GLAD TO SEE YOU AGAIN – Thimphu eye team brings light to the Layap vision-challenged |
30 September, 2008 – For eight years Kinley Om lived in the dark, deprived of her vision and unaware of the dramatic changes taking place around her.
She is 73 years old and lives in Laya. At an altitude of about 4000 metres above sea level, Laya is one of the coldest places on earth. It is a five-day walk from the nearest road.
Laya embodies the mammoth task Bhutan faces in taking services to remote areas.
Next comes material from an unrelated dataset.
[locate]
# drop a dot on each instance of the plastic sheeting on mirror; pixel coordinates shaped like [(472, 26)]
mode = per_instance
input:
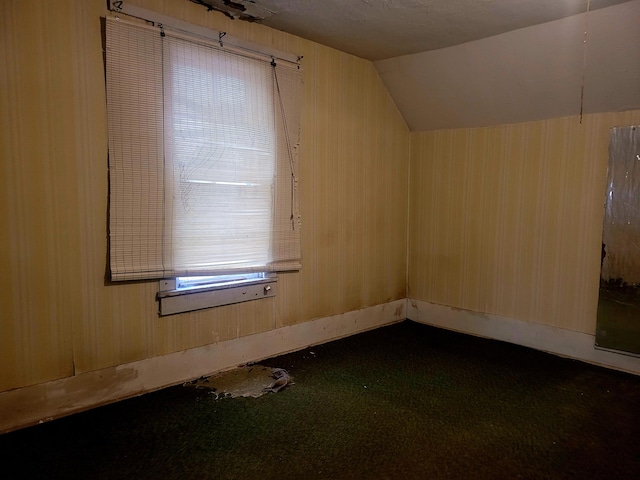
[(621, 229)]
That difficulty is symbolised in the form of Kinley Om, who has been blind for eight years and, given the distance and her age, had given up hope of ever seeing again. She had though prayed to god.
Recently, an eye team from Thimphu referral hospital went to Laya and operated on Kinley Om. She was among 17 Layaps who received surgical treatment. This number included 11 cataract cases, with Kinley Om being the most difficult patient. A few months before, six sturdy men had tried to take Kinley to an eye camp in Punakha, but the makeshift stretcher, on which she was being carried, gave way and she had to be brought back to Laya.
It was tough convincing rural Layaps on the benefits of an eye operation. The eye team had done Damji, Gasa before coming to Laya and they expected some problems. Next day, after the surgery, Layaps gathered near the BHU to see the result. Kinley Om was the centre of attraction. “I’ve never felt such anxiety when I removed the bandage from Kinley’s eyes,” said Dr. Bhim Bahadur Rai, Thimphu hospital’s ophthalmologist and the team leader.
There was pindrop silence as people looked on. The bandages were removed but Kinley was instructed to keep her eye closed. A few minutes passed and she was told to open her eyes. The eye team could not find words to describe the jubilation that followed. Emotion engulfed everyone and there were tears of joy for Kinley Om could see. The operation had been successful.